「お客様の声」制作はアンケート回答だけでまかなえるか?
導入事例、成功事例などの取材お問い合わせはよくいただきます。直接話を聞きに行って組み立てるタイプもあれば、「アンケートをとったのでそれを基に書いてください」というタイプもあります。このアンケートがちょっと曲者です。
発注する側から考えると手元の資料を渡せば出来上がりが戻ってくるので、手間がかからないし取材費も要らない、便利な方法です。でも書く側から考えると、あまりにも材料が限られすぎていて実はしんどい作業になります。
資料を基にするなら出来上がり原稿の数倍の情報が必要です。なぜなら資料には「原稿に書かない一見無駄なこと」と一緒に「全体で何を言いたい人なのか」「どんな方向を望んでいるか」などの付随情報が含まれるからです。
それらは原稿には載せませんが、書くためには大きな手がかりになります。というか、これらがないと「本当に書きたいこと」を必要文字数に収斂することができません。
取材ならその場で不明点を聞いたり確認ができます。でも資料を基にする執筆はその資料しか材料がありません。聞き手がうまくてあらゆる角度から網羅したものをまとめるならともかく、大体は聞き不足。
見ながら「ここをもう少し掘り下げてくれれば…」「なんでここを聞かないのだろう」と思いますし、アンケート回答で素っ気ない1行しか書かれていないとお手上げです。

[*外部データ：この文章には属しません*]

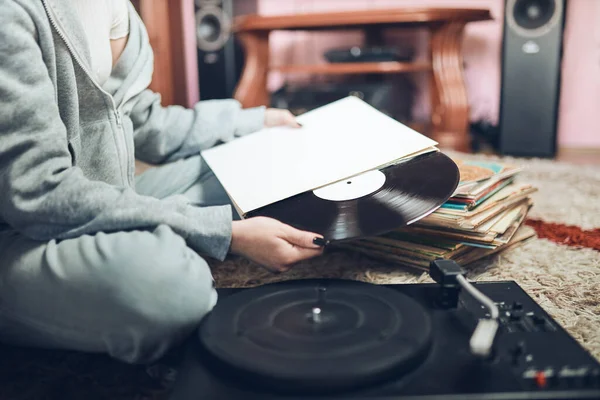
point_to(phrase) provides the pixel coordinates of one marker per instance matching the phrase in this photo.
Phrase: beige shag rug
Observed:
(564, 280)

文字数のために内容を「それっぽく」ふくらませるのは可能です。でもやっぱり「それっぽい」お客様の声になって、果たして意味があるのか。だったら直接本人に聞いて、本人しか言えない生の言い回しを拾うほうが長い目で見ると効率的・効果的です。
こんな事情から、最近は「資料を基に」と言われても「できれば再取材したい」とお願いしています。